The person who played a very important part in establishing the company was František Dittrich (who later became a mayor of Prague). Prague Steamboat Company was established as a purely Czech company in 1865 when, after receiving a concession from Emperor Franz Josef I, it launched the steamboat Praha (Prague) on the route from Prague to Štěchovice (a small town about 20 km south of Prague).

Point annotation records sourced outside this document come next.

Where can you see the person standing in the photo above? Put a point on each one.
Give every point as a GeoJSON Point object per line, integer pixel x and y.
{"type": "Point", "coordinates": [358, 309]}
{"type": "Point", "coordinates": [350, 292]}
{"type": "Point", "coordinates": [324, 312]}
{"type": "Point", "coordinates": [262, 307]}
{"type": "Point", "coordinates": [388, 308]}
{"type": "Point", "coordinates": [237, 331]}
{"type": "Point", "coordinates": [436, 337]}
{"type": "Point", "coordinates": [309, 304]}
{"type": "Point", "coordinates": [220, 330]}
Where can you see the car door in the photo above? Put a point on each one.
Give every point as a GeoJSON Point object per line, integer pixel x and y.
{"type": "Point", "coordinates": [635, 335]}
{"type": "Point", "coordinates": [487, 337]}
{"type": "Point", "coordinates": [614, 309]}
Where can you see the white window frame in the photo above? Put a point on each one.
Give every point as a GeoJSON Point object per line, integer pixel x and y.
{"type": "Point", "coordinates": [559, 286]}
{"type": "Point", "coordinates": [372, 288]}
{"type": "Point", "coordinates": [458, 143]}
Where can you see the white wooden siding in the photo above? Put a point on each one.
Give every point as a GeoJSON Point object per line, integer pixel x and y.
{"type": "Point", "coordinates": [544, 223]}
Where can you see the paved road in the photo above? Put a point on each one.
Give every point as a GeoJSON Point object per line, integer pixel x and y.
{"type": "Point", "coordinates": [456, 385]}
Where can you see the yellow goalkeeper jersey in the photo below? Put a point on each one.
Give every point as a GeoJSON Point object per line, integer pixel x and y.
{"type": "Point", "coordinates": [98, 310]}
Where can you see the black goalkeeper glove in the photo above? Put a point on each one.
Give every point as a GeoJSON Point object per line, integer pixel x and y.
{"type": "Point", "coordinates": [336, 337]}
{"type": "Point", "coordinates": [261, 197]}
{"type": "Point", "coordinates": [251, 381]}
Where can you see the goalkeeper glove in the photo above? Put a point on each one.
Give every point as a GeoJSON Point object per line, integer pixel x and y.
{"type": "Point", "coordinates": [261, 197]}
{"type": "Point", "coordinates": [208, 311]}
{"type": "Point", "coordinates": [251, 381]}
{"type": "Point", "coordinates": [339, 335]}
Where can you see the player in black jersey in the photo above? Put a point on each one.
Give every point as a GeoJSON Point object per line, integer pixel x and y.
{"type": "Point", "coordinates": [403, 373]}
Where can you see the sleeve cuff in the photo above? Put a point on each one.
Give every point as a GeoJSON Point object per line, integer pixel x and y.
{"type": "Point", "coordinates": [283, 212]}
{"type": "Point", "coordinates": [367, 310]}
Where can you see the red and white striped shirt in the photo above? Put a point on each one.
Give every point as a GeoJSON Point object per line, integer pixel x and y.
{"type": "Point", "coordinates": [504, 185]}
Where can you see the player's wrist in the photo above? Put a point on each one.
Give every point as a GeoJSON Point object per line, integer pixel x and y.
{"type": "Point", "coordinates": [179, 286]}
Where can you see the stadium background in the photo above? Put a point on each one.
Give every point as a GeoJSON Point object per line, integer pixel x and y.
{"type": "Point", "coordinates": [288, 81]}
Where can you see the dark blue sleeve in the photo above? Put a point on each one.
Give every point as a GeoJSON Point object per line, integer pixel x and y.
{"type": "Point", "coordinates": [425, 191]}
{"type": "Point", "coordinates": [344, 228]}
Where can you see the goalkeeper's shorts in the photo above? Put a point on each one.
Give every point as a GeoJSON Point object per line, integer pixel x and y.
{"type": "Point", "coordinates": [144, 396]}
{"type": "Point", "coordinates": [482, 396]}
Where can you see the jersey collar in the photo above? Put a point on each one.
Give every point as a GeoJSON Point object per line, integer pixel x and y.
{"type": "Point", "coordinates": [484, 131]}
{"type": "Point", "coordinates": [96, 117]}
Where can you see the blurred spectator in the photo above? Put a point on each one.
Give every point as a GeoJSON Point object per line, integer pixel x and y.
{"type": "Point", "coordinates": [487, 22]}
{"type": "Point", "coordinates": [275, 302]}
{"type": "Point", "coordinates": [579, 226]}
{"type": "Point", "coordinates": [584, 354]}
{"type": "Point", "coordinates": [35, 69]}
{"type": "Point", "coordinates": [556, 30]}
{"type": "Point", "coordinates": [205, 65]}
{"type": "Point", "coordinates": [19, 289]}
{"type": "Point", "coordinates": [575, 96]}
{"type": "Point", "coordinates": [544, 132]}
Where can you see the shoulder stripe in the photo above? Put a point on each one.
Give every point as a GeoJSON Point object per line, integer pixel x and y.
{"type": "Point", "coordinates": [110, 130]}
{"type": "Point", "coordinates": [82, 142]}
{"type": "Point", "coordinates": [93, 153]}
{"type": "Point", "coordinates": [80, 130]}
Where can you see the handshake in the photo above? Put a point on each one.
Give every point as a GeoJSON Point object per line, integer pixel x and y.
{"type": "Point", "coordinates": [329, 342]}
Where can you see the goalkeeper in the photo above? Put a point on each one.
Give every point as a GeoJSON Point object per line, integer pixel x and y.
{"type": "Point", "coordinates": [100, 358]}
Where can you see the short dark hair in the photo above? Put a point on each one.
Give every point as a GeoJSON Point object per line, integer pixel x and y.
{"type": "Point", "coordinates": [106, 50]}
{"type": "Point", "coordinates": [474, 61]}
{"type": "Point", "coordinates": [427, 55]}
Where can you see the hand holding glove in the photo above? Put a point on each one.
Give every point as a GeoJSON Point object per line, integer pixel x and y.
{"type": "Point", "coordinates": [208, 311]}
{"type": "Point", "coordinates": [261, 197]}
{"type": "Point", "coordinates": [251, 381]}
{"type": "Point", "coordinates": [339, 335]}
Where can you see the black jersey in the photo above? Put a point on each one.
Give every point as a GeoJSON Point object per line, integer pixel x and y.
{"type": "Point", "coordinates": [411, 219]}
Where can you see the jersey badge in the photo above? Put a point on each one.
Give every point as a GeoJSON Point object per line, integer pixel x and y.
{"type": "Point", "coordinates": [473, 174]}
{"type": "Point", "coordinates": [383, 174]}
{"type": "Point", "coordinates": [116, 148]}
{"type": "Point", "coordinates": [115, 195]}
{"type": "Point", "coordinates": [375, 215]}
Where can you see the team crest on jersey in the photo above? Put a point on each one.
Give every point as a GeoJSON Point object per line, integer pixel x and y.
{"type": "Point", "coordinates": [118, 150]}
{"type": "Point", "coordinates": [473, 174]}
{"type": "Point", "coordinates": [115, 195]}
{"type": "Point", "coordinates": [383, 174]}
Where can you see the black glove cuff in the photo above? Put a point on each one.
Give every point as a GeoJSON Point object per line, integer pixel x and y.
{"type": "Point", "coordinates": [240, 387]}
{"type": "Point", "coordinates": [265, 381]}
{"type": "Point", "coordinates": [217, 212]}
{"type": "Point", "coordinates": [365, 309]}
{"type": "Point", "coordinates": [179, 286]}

The first years were not easy mainly due to the Austro-Prussian War in 1866, however, two decades later the company flourished in the economic boom that began in 1884. More steamboats were being built and in 1902 operations between Prague and Klecany (a village situated to the north of Prague) were launched.

After World War I the fleet comprised 8 large and 2 smaller paddle wheelers and 13 propeller steamboats. A new route from Prague through Mělník to Litoměřice and on the central Elbe River above Mělník was opened. The economic crisis combined with competition from bus line transport, the construction of the Vrané Dam and other factors nearly led PPS to bankruptcy in 1936. The company was taken over by Czechoslovak Joint Stock Elbe Steamboat Company while preserving the original name.

In 1961 the company was incorporated into Prague Public Transit Company. Problems with the maintenance of steam engines brought about the retirement of several paddle wheelers and in 1970 only four remained in operation.

After the Iron Curtain collapsed the company got its independence back and within a few years it was able to adapt itself to a market economy when it became part of the EVD group (Evropská vodní doprava, s.r.o. – European Water Transport).